A Bioequivalence Study of Two Different Dosages of Isoniazid Tablet Formulations in Human Healthy Volunteers

January 22, 2014 updated by: Oswaldo Cruz Foundation

New Strategy for Treating Latent Tuberculosis Infection in Brazil: A Bioequivalence Study of Two Different Dosages of Isoniazid Tablet Formulations in Human Healthy Volunteers

The recommended treatment for latent tuberculosis infection for adults is a daily dose of isoniazid 300mg during 6 months. In Brazil, isoniazid was formulated as 100 mg tables. The treatment duration and the high pill burden compromised patient adherence to the treatment. The Brazilian National Programme for Tuberculosis requested the development of a new 300mg isoniazid formulation. The aim of the study is to compare the bioavailability of the isoniazid 300mg new formulation and three 100mg tablets of the reference formulation.

The study is a randomized, single dose, open label, fasting, two-phase crossover bioequivalence study with a wash out period of 7 days (>7 half-life) in 28 healthy human volunteers. For the determination of isoniazid in human plasma, the investigators developed and validated a sensitive, simple and rapid HPLC-MS/MS method.

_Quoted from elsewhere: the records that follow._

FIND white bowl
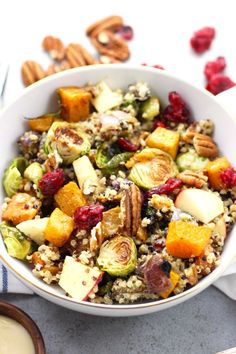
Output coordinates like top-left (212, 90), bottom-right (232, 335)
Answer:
top-left (0, 64), bottom-right (236, 316)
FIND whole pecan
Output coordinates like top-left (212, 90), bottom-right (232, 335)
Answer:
top-left (121, 184), bottom-right (141, 236)
top-left (21, 60), bottom-right (45, 86)
top-left (91, 30), bottom-right (130, 61)
top-left (42, 36), bottom-right (65, 61)
top-left (86, 16), bottom-right (124, 36)
top-left (193, 133), bottom-right (218, 157)
top-left (177, 170), bottom-right (208, 188)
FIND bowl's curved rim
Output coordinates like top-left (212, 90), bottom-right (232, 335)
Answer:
top-left (0, 300), bottom-right (46, 354)
top-left (0, 64), bottom-right (234, 310)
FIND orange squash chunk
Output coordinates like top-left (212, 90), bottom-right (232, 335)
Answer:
top-left (2, 193), bottom-right (42, 225)
top-left (57, 86), bottom-right (92, 122)
top-left (54, 182), bottom-right (86, 216)
top-left (44, 208), bottom-right (74, 247)
top-left (206, 157), bottom-right (231, 190)
top-left (27, 115), bottom-right (55, 133)
top-left (166, 221), bottom-right (212, 258)
top-left (159, 270), bottom-right (180, 299)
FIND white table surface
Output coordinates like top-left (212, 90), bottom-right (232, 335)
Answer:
top-left (0, 0), bottom-right (236, 354)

This will support the strategy adopted by the Brazilian National Program for Tuberculosis for the treatment of latent tuberculosis. The new formulation will increase patients' adherence to the treatment and quality of life. Medical doctors in Brazil should become aware of the new formulation and the new treatment strategy in order to prescribe the right medication and avoid errors that could result in a high frequency of adverse events. Future research studies should evaluate pharmacovigilance, acceptability of the new tablet formulation and its impact on the cure rate.

Study Overview

Status

Completed

Conditions

Intervention / Treatment

Study Type

Interventional

Enrollment (Actual)

28

Phase

  • Phase 1

Contacts and Locations

This section provides the contact details for those conducting the study, and information on where this study is being conducted.

Study Locations

  • Brazil
    • São Paulo
      • Campinas, São Paulo, Brazil, 13070-200
        • Synchrophar - Ass. e Desenv. de Projetos Clínicos Ltda.

Participation Criteria

Researchers look for people who fit a certain description, called eligibility criteria. Some examples of these criteria are a person's general health condition or prior treatments.

Eligibility Criteria

Ages Eligible for Study

18 years to 50 years (ADULT)

Accepts Healthy Volunteers

Yes

Genders Eligible for Study

All

Description

Inclusion Criteria:

  • healthy men and women
  • aged between 18 and 50 years
  • BMI between 18.5 and 29.9 kg/m²

Study Plan

This section provides details of the study plan, including how the study is designed and what the study is measuring.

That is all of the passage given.